A “Miramar” is a place from which you can see the ocean.

Miramar is a sextet (sometimes joined by a string quaret) that features the awe-inspiring male-female singing duo of Rei Alvarez (Bio Ritmo) and Laura Ann Singh (Quatro Na Bossa). Effortless in their delivery of intricate harmonies, they are backed by bandleader Marlysse Simmons (Bio Ritmo) who alternates between vintage organs and acoustic piano, guitarist Bryan Vargas (Falu, Fela! The Musical) and a rotating cast of percussionists including Hector "Coco” Barez (Calle 13, Bio Ritmo) and Giustino Riccio (Bio Ritmo) and bassists Rusty Farmer (Quatro Na Bossa) and Cameron Ralston (Spacebomb Records). The band is based between Richmond, VA and Brooklyn, NY with strong ties to Puerto Rico, Chile and Brazil.

Miramar draws its inspiration from the golden age of romantic music, primarily that of the Latin American genre known as the bolero. Made popular by Mexican, Cuban and Puerto Rican combos of the 1950’s, the bolero, also known as trio music, became synonymous with various slow to medium grooved Latin American dance rhythms. As its popularity thrived, the bolero grew and fused with other musical styles to create sub-genres of bolero-rock, jazz and disco. Miramar explores the tradition through their own interpretations and compositions, further experimenting within the bolero genre.

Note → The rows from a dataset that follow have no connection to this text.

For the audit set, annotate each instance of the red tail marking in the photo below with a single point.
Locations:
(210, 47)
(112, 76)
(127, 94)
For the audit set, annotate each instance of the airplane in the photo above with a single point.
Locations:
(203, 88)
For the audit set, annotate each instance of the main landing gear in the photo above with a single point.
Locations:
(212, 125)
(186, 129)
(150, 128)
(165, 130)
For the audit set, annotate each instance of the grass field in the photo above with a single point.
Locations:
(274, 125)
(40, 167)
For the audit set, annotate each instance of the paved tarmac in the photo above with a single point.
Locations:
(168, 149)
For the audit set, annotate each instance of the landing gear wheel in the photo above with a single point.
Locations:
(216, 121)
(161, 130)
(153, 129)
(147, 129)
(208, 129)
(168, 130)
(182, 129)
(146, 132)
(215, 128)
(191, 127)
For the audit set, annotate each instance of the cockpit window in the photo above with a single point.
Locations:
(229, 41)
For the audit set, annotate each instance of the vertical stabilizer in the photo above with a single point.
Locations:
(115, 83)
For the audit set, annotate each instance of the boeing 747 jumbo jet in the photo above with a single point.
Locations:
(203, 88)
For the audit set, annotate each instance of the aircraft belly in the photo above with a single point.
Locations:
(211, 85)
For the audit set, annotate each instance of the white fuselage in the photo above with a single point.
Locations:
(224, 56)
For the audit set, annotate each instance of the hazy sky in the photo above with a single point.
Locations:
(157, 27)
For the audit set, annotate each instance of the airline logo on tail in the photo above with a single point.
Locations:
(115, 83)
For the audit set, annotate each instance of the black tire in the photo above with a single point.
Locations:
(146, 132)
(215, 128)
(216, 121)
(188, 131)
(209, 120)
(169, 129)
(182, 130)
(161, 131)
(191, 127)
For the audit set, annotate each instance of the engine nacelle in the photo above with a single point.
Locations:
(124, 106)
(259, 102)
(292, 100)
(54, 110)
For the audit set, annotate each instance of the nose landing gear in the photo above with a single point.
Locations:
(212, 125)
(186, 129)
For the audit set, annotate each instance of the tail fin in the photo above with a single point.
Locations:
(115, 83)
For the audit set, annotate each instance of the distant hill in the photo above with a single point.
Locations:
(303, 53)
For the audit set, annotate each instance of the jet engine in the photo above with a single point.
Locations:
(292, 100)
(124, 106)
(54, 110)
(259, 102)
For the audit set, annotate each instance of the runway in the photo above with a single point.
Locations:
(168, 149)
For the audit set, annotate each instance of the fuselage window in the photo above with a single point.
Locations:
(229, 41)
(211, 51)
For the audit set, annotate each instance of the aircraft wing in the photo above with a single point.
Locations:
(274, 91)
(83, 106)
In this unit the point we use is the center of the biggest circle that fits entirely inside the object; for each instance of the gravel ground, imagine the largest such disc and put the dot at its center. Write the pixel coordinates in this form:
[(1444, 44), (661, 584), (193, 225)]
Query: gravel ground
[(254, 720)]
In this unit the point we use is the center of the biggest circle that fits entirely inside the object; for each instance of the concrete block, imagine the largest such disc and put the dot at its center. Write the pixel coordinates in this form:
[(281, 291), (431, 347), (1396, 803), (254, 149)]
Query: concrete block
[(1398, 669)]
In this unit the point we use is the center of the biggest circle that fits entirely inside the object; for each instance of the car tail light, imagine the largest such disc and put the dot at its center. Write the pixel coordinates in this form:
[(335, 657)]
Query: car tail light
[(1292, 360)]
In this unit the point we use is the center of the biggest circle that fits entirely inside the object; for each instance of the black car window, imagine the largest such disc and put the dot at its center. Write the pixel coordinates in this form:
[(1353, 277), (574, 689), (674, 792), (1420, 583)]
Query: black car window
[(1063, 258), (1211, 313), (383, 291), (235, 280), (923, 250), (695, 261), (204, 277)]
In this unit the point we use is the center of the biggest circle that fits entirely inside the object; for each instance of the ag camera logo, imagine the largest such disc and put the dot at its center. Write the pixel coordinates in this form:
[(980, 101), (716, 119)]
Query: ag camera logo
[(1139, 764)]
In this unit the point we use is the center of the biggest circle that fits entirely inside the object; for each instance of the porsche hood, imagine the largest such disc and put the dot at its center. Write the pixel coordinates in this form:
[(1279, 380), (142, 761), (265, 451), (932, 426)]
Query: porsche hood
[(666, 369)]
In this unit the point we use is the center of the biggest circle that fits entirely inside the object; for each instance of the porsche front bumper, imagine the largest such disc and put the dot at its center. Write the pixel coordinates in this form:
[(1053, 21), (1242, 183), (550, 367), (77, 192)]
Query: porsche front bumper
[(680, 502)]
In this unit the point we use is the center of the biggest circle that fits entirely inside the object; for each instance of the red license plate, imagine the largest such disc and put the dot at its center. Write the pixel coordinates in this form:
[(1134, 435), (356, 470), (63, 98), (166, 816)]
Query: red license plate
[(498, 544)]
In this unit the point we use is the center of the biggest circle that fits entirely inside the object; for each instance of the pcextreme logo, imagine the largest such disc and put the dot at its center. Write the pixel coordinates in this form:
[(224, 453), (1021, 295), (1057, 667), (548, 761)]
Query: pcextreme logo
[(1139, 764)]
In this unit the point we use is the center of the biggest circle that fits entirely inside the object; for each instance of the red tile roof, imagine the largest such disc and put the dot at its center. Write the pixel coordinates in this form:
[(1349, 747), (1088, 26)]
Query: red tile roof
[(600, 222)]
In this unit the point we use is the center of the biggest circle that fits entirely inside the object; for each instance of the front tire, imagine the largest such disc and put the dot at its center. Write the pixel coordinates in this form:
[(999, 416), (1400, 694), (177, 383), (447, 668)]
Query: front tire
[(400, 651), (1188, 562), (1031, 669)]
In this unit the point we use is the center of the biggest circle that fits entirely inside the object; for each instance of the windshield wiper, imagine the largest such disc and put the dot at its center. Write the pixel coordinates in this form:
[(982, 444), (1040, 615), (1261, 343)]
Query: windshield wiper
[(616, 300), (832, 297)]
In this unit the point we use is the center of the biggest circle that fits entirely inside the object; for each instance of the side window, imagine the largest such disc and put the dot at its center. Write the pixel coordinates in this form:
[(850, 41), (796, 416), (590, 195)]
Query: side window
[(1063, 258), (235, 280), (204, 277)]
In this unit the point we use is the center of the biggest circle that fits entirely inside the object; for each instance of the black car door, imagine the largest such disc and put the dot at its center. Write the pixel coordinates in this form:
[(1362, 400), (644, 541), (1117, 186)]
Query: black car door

In 2016 Brooklyn's Barbès Records released Miramar's debut album that featured original songs as well as arrangements of songs by the legendary Puerto Rican composer, lyricist, renegade and all around superwoman Sylvia Rexach. Spring 2019 will see the release of a 45rpm record on the legendary Daptone Records label. The group has been featured on NPR's Tiny Desk and at various concert halls and festivals across the USA including Lincoln Center's Out of Doors, Brooklyn's BRIC's JazzFest, NYC's globalFEST, Stanford University, Cleveland Museum of Art, The Kennedy Center's Millennium Stage. The summer of 2019 will see the debut of Miramar in France at Lyon’s Les Nuits de Fourviere Festival.